NEWS PRIME AND REHASH.
The first-ever “exploration” tour of Titan, the largest of Saturn's moons, was announced this past week by the European Space Agency and went all but unknown among the pulsing mass of other newsworthy events of the week.
The actual visit took place on Christmas Day, December 25, 2004.
Let's see, now... concerning our news coverage of the event went there was something more about one or more of the various troubles haunting Michael Jackson during the past year or two. Some of that was a suspected of some roiling of the back waters. Then, there was the compelling contrast of tense, active news reporting still more deaths and missing persons from the Indian Ocean tsunami; there was much re-telling about the the doctor waiting for his wife in a restaurant which she was outside in their car - very dead. The entertainment world was deciding who ought to and who ought not to win the upcoming “Golden Globe Awards” which will be handed out Sunday night.. We had a massive mud slide in California; tornadoes along the Arkansas-Oklahoma border and an avalanche of snow, ice, rock and timber in an outback area of Utah with five skiers on the “missing” list. There were floods in Ohio and L.A.; a major industrial fire in Indiana and an gas explosion in South Carolina. Washington D.C. showed more concern over the forty million dollars being spent on the 2nd Inaugural festivities for George W. Bush than on security for that event. But, that quieted down quickly when it was pointed out that the final bill of the Bill Clinton's 2nd celebrations added up to well over that amount.
This was also the week when Prince Harry happened to attend a private costume party and made the now obvious blunder of dressing up as a rather grubby looking chap wearing, on one arm, a tacky imitation of a Nazi arm band bearing Rudyard Kipling's favorite swastika emblem.

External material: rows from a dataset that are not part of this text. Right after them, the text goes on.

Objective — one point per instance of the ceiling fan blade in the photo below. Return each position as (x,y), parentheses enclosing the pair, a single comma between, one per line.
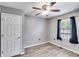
(52,3)
(55,10)
(37,8)
(37,14)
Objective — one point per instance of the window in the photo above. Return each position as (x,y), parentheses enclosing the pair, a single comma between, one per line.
(65,28)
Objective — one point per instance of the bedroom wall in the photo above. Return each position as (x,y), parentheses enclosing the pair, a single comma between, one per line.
(35,31)
(53,32)
(4,9)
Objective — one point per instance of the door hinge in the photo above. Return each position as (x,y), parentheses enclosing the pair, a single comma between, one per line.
(2,35)
(2,52)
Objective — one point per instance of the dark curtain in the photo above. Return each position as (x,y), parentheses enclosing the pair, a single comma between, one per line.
(58,30)
(74,38)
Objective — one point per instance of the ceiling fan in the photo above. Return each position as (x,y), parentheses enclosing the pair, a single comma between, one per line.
(46,8)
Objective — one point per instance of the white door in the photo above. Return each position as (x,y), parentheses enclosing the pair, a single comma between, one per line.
(11,34)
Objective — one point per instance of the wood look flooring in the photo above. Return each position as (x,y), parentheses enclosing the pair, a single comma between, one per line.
(48,50)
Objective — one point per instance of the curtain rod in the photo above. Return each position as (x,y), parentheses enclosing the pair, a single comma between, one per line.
(66,17)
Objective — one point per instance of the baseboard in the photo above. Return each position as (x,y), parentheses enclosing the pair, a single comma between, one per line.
(36,44)
(64,47)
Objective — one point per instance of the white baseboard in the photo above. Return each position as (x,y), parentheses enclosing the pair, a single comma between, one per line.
(36,44)
(64,47)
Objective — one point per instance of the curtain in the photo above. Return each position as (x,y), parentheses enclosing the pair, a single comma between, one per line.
(73,39)
(58,30)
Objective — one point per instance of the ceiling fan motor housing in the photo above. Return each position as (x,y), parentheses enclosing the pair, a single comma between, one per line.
(44,7)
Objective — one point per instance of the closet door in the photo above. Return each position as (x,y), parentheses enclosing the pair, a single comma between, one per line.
(11,34)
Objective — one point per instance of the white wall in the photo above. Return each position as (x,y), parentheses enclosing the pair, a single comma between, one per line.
(34,28)
(53,32)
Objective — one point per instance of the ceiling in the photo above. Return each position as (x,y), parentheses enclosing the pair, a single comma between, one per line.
(64,7)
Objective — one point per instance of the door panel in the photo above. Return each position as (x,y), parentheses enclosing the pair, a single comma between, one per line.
(11,30)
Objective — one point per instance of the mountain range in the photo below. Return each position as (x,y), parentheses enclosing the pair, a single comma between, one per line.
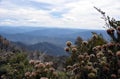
(49,40)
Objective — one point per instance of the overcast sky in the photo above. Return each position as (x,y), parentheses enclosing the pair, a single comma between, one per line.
(57,13)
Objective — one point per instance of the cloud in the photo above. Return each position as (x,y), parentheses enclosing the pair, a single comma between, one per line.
(57,13)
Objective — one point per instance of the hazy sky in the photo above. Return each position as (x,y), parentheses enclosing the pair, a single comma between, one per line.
(57,13)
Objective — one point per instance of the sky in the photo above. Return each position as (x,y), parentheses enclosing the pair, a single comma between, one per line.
(57,13)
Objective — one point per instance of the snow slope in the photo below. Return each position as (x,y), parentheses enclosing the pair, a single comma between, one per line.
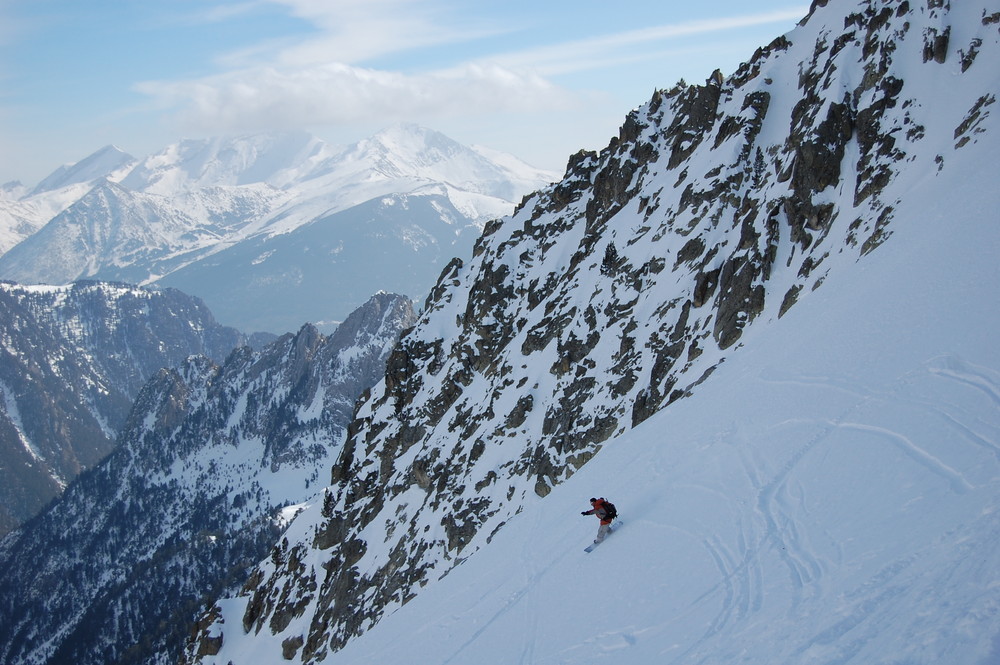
(827,494)
(832,495)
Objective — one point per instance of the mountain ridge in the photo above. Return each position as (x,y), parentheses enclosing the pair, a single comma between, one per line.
(170,214)
(613,294)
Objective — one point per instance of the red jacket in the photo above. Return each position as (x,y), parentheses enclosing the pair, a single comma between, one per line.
(598,509)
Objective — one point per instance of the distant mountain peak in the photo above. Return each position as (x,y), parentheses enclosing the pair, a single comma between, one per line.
(109,161)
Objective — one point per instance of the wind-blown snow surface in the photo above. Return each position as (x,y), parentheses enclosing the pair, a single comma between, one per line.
(831,495)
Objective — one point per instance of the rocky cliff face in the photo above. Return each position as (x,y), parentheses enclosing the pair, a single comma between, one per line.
(612,294)
(73,359)
(208,470)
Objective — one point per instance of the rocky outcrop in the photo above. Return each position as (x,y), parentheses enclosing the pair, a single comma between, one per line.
(603,299)
(198,490)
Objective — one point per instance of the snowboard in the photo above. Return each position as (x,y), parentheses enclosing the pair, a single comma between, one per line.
(614,527)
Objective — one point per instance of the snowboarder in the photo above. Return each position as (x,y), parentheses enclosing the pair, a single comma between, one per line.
(605,511)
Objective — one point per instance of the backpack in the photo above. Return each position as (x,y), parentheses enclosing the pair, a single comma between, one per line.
(610,512)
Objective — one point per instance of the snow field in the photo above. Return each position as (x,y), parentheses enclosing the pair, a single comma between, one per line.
(831,495)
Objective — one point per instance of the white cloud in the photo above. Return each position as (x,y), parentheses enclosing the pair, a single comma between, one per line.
(319,81)
(606,50)
(336,93)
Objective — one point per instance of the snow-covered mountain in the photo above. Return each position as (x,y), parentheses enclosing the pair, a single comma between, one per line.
(73,359)
(207,472)
(165,220)
(109,162)
(759,321)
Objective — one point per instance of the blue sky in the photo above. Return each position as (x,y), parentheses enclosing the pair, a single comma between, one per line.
(539,79)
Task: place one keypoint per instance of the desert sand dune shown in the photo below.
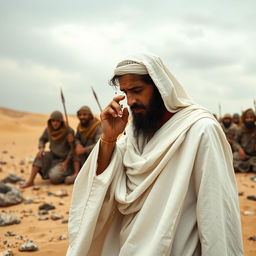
(19, 133)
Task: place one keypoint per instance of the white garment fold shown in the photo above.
(175, 195)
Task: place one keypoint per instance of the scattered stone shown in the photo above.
(251, 198)
(22, 162)
(12, 178)
(43, 212)
(6, 253)
(47, 206)
(19, 237)
(8, 219)
(253, 178)
(64, 221)
(61, 193)
(43, 218)
(28, 246)
(246, 213)
(56, 216)
(63, 237)
(28, 201)
(30, 159)
(9, 195)
(61, 203)
(9, 233)
(253, 238)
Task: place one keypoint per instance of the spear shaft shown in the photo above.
(96, 98)
(64, 106)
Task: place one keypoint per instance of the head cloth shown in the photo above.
(174, 96)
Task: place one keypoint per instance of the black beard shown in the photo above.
(147, 123)
(85, 122)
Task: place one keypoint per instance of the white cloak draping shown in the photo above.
(175, 195)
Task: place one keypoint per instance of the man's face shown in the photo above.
(226, 122)
(145, 103)
(56, 124)
(84, 118)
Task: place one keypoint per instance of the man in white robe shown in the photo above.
(166, 186)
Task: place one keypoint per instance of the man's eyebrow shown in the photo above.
(133, 88)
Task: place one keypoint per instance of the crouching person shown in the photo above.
(55, 164)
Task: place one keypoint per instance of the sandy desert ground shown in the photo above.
(19, 133)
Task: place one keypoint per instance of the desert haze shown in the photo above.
(19, 133)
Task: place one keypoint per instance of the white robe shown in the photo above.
(175, 195)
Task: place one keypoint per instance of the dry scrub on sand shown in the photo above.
(19, 133)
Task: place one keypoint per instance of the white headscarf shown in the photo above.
(173, 94)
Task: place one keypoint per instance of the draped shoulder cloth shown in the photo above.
(175, 196)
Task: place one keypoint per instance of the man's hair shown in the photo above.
(145, 78)
(246, 113)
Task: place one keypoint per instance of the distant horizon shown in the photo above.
(209, 46)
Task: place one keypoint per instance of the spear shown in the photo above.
(96, 98)
(219, 111)
(64, 106)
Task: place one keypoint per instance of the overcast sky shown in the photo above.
(209, 46)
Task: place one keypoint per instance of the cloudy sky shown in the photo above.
(209, 46)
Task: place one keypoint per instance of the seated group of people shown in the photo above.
(67, 150)
(242, 139)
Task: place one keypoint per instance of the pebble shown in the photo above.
(47, 206)
(64, 221)
(12, 178)
(246, 213)
(251, 198)
(253, 178)
(28, 246)
(63, 237)
(19, 237)
(43, 212)
(61, 193)
(22, 162)
(253, 238)
(7, 253)
(56, 216)
(8, 219)
(41, 218)
(9, 233)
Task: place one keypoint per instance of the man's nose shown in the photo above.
(130, 100)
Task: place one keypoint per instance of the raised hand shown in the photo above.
(114, 119)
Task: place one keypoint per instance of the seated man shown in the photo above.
(162, 184)
(245, 143)
(229, 129)
(87, 134)
(54, 164)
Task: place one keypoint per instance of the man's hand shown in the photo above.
(114, 119)
(40, 153)
(64, 165)
(80, 150)
(242, 154)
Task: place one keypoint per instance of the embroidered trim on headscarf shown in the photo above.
(130, 67)
(89, 131)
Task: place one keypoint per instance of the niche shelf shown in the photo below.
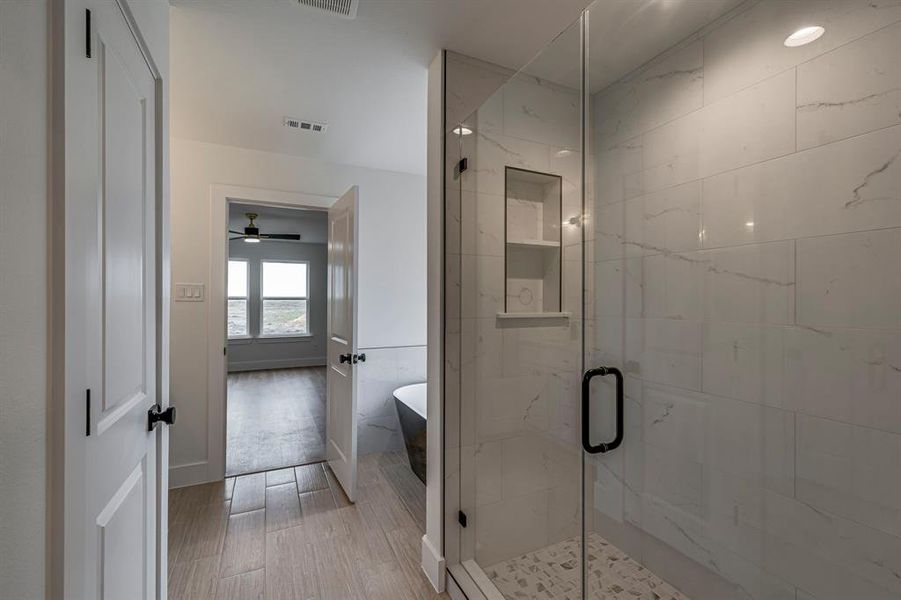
(532, 249)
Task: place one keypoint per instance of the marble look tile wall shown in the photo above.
(747, 278)
(385, 370)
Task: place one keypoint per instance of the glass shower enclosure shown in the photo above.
(673, 306)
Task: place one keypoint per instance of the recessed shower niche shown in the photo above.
(532, 266)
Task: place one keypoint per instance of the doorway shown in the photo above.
(276, 324)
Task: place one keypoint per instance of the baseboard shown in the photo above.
(189, 474)
(433, 564)
(453, 589)
(280, 363)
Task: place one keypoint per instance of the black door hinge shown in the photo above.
(87, 32)
(461, 167)
(87, 413)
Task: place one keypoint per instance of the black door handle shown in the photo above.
(156, 415)
(586, 400)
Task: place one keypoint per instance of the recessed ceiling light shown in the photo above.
(805, 35)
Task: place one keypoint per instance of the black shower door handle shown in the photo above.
(586, 401)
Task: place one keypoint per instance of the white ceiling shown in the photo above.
(312, 225)
(239, 67)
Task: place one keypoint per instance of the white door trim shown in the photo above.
(220, 196)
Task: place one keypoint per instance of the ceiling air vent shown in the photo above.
(311, 126)
(346, 9)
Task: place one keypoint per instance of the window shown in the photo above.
(237, 299)
(284, 296)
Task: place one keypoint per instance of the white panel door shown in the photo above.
(341, 427)
(112, 549)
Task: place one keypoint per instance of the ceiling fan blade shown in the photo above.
(280, 236)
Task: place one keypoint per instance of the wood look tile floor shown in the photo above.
(292, 534)
(276, 419)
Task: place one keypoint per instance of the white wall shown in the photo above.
(391, 295)
(23, 295)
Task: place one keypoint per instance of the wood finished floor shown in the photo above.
(276, 419)
(292, 534)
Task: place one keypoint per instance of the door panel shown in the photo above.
(123, 576)
(124, 198)
(341, 437)
(113, 316)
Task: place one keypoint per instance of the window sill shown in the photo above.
(293, 337)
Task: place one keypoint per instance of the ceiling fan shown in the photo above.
(252, 235)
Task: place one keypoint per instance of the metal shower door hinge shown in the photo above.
(461, 167)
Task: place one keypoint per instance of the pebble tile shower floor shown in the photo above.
(552, 573)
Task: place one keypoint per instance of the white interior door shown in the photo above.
(341, 428)
(112, 496)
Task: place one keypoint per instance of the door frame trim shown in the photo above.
(217, 365)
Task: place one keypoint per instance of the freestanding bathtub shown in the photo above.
(411, 411)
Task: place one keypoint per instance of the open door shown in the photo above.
(341, 427)
(115, 496)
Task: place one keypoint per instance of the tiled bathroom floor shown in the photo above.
(552, 573)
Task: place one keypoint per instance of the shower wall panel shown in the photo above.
(747, 279)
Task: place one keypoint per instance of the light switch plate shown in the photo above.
(189, 292)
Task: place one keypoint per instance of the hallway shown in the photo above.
(292, 534)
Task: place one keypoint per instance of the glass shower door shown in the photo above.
(515, 255)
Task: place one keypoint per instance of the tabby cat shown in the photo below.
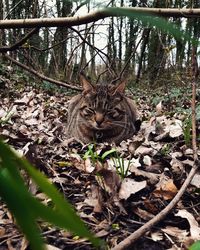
(101, 113)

The London tabloids hit hapless Harry heavily with pictorial punishment and it added to the stock of such semi-sick stuff the sleaze sorters love Stateside. Great hullabaloo about it being a thoughtless insult to the people of the Holocaust but it's drifting away slowly. Prince Harry plans to stay out of the public eye until he is de-palaced in the next few weeks to start his career as a officer in the Royal Army at Sandhurst.
Meanwhile, there was the moon Titan and the “Huygens Probe. The European built space craft managed to take over three hundred photographs on the way down and on the surface. Those shots published thus far have been few but of good quality, detail and interesting content. The entire visit lasted a little over two hours hours because limited by the short extent of battery life. The terrain of the Titan Moon was very much like that of Mars with some areas displayed a selection of good-sized rocks, widely scattered over a fruitless plain but plentiful enough to make a quarry and rock crushing business a possibility when we get the right machines up there – or, out there - with batteries strong enough to run it all a bit longer - days, at least, instead of hours. (C'mon, Battery Bunny, you can do better than that!)
Another photograph showed lands contoured which indicates the presence of fluids on the Titan. The audio portions of the report knock the knocked any watery idea aside by pointing out that the temperature on Titan is in 'way below zero - like 204 degrees below - and if any fluids did exist there they might well have been liquidized gases of various sorts. So, so you can put a “Hold”on those fancy marina plans you had drawn up. Keep them ready. We'll probably have to work out a deal with OPEC.
The exploration of Titan is in progress. It is underway. The initial step has been a small one, but it serves well as an early chapter in our development of our final frontier - space. For the time being, we had best pay attention, it appears, doesn't it, to merely staying alive to be ready, willing able to do it all some day when our other events don't override and obscure it?